Anche se Robertson stesso ha faticato a portare a termine la canzone, lui e Rutherford avevano l’uomo perfetto per trasmettere il messaggio in Paularrack. La sua stupefacente performance vocale è stata informata dalla morte di suo padre quando era un ragazzo, qualcosa di cui Robertson non si è nemmeno reso conto quando ha consegnato la canzone.

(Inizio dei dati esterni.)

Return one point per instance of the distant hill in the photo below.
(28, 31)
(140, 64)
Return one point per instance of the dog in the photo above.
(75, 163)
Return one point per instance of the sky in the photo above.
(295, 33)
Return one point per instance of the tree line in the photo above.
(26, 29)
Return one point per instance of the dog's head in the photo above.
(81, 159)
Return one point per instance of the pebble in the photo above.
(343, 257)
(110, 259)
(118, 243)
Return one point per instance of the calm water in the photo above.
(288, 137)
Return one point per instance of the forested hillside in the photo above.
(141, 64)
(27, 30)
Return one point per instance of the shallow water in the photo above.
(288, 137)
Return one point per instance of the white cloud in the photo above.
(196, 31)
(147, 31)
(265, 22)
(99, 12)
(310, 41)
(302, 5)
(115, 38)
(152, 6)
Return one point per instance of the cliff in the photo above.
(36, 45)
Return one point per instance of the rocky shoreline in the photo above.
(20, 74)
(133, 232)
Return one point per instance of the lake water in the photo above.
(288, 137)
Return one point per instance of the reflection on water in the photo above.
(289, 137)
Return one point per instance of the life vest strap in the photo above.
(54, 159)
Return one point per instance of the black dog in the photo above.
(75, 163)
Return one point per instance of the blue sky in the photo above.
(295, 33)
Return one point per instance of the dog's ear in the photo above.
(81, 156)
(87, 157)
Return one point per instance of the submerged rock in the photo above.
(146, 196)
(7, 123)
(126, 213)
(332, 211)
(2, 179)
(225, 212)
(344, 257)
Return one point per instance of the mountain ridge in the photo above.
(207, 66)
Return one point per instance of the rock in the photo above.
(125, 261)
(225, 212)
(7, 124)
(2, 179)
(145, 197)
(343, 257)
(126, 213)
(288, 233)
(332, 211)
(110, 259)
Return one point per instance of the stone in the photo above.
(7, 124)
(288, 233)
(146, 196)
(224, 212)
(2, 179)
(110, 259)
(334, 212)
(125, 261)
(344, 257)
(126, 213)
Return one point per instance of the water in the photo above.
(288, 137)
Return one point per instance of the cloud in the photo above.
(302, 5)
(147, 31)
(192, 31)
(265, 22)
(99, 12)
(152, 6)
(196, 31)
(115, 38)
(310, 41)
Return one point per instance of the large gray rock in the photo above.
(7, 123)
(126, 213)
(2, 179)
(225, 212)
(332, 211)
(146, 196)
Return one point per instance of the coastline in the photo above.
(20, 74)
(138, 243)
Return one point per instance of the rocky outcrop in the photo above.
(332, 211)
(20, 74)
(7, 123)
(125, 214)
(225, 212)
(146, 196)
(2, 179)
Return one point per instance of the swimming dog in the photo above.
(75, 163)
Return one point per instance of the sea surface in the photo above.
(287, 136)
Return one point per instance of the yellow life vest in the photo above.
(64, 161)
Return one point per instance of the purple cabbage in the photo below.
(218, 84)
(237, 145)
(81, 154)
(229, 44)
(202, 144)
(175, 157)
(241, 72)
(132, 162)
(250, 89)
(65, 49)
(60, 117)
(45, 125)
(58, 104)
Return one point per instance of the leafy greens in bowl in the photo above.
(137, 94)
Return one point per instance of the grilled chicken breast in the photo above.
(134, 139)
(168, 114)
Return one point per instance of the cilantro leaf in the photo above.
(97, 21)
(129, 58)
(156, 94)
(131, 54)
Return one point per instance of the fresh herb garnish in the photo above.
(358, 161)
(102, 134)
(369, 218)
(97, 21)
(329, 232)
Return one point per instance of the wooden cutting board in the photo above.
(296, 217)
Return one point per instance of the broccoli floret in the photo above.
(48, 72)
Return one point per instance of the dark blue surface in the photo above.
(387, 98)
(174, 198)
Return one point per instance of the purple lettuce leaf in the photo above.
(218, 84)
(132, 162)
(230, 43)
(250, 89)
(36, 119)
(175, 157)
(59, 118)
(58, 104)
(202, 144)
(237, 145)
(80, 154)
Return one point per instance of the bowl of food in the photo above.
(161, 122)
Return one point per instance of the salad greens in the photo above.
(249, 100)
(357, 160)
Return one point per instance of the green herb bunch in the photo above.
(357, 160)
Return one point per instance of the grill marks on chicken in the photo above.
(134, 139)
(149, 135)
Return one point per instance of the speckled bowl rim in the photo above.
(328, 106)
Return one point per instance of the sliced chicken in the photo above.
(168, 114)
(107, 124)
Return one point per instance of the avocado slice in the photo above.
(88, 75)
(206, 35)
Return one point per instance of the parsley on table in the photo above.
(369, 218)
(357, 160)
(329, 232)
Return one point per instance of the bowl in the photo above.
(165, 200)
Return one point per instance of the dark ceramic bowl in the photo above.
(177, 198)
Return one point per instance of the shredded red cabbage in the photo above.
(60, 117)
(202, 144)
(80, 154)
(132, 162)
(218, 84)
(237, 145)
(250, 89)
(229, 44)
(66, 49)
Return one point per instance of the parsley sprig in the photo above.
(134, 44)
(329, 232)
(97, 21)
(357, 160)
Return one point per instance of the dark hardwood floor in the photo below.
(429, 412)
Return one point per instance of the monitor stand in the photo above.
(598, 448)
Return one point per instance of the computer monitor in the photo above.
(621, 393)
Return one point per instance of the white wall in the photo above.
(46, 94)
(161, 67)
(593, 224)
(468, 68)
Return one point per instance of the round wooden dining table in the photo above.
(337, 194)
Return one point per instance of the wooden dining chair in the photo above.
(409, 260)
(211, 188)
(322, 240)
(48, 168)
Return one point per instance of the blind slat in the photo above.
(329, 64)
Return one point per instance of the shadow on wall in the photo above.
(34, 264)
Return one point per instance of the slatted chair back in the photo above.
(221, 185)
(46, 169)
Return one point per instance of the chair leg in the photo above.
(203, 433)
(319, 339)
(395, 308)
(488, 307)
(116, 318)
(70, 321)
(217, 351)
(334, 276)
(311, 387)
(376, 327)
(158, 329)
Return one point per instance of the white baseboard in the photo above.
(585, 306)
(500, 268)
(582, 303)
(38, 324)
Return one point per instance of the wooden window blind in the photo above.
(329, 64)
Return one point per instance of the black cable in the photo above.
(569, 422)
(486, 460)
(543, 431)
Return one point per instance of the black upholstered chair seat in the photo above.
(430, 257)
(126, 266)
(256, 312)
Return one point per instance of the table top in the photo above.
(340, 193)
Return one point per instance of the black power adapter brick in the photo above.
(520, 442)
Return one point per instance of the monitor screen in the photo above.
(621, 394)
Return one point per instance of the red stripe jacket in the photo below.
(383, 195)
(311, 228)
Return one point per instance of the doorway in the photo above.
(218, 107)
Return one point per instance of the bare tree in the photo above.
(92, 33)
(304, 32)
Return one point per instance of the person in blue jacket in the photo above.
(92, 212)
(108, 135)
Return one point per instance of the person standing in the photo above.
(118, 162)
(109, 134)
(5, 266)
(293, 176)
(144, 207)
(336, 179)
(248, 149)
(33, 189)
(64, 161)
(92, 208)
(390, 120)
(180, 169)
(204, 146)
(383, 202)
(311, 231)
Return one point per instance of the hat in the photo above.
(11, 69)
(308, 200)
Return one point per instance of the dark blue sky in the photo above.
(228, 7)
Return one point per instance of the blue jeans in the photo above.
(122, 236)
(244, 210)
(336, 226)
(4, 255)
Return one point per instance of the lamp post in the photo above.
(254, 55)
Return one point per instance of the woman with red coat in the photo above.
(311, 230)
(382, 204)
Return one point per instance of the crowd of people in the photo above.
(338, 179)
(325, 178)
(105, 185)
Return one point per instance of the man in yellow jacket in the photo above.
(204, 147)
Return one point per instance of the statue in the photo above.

“Sono stato sopraffatto”, dice Robertson quando ha sentito la canzone finita. “Ho suonato sul brano, compresi quei cambiamenti iniziali. Ma non mi sentivo bene mentre si evolveva. Hanno fatto un gran lavoro, specialmente Paul. Era stata scritta per lui, e io non lo sapevo nemmeno. Solo quando un giorno l’ho chiamato dalla Disney per ringraziarlo, mi ha raccontato quello che era successo con suo padre. Mi sono sentito un po’ un idiota per non avergli mai chiesto cosa provasse per la canzone”.

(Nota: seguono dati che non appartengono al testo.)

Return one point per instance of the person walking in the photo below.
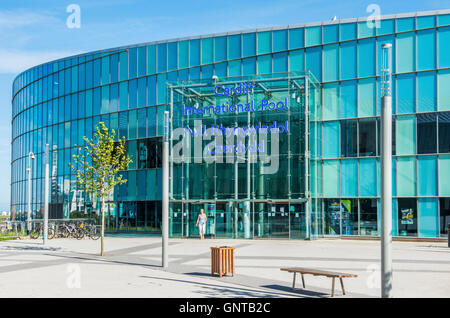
(201, 223)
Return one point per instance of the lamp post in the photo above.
(386, 173)
(165, 192)
(30, 157)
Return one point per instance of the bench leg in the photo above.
(342, 285)
(293, 283)
(332, 288)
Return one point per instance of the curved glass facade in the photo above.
(60, 102)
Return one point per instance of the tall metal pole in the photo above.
(386, 173)
(30, 157)
(165, 193)
(46, 185)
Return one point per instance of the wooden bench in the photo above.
(318, 272)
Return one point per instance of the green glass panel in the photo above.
(183, 54)
(331, 62)
(234, 68)
(405, 49)
(443, 19)
(207, 50)
(330, 101)
(406, 176)
(405, 135)
(366, 97)
(444, 47)
(151, 59)
(331, 182)
(264, 42)
(313, 35)
(443, 90)
(443, 175)
(365, 31)
(296, 60)
(264, 64)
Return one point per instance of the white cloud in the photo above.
(16, 61)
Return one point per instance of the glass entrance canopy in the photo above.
(243, 149)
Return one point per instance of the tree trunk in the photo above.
(102, 233)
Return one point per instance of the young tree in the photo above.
(98, 166)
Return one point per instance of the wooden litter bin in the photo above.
(222, 260)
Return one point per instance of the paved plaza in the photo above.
(131, 268)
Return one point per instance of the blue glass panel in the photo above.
(249, 66)
(161, 86)
(297, 60)
(367, 177)
(114, 67)
(348, 60)
(279, 40)
(194, 73)
(220, 48)
(132, 94)
(207, 72)
(444, 47)
(172, 52)
(123, 68)
(151, 86)
(248, 44)
(142, 60)
(349, 178)
(405, 94)
(426, 49)
(427, 175)
(234, 46)
(123, 95)
(264, 64)
(405, 24)
(428, 217)
(151, 121)
(380, 41)
(426, 91)
(386, 27)
(296, 38)
(331, 139)
(366, 62)
(220, 69)
(142, 92)
(194, 52)
(132, 63)
(162, 57)
(348, 100)
(426, 22)
(314, 62)
(280, 62)
(348, 31)
(330, 33)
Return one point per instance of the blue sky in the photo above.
(35, 31)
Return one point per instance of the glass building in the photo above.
(327, 180)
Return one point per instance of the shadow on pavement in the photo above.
(224, 290)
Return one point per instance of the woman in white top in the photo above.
(201, 223)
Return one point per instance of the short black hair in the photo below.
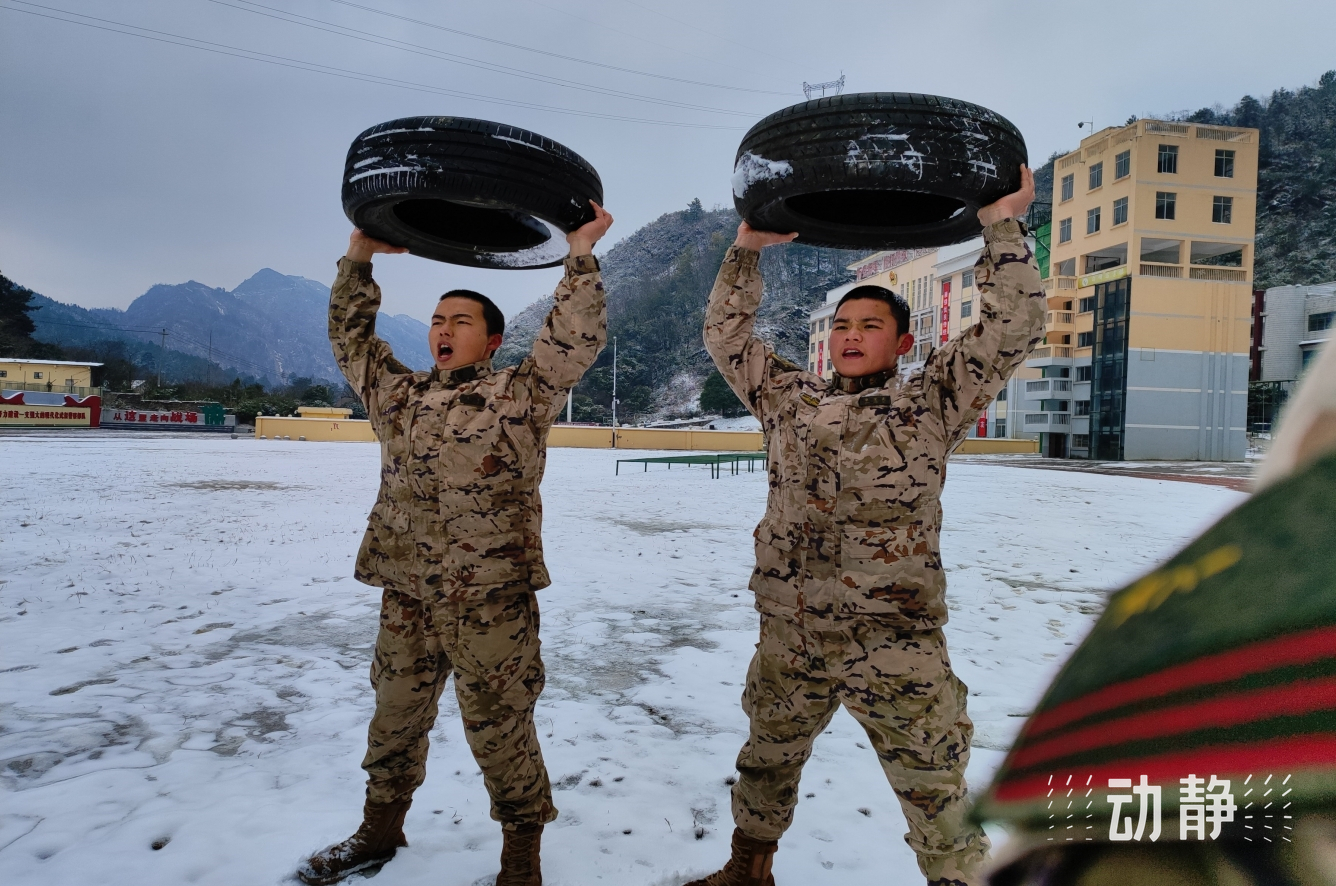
(899, 308)
(492, 314)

“The Living Years” è passata senza problemi da canzone intensamente personale a successo pluripremiato, in parte grazie alla splendida registrazione, in parte perché i suoi temi risuonavano così profondamente. Eppure, il modo in cui ha resistito in qualche modo stupisce BA Robertson, che recentemente ha pubblicato la sua versione della canzone. Chi avrebbe mai pensato che dopo 30 anni Paul Carrack, per tutto quello che ha ottenuto, sarebbe stato ancora l’uomo che ha cantato “The LivingYears”? E Mike, che è in una delle più grandi band del mondo, prima di arrivare a “Supper’s Ready”, “Invisible Touch” o “Turn It On Again”, tutti vogliono sapere di “The Living Years”.”

“Il problema è che se vuoi davvero saperlo”, ride Robertson, “devi chiedere allo scozzese dal naso grosso, dalla faccia lunga e dalla bocca larga”.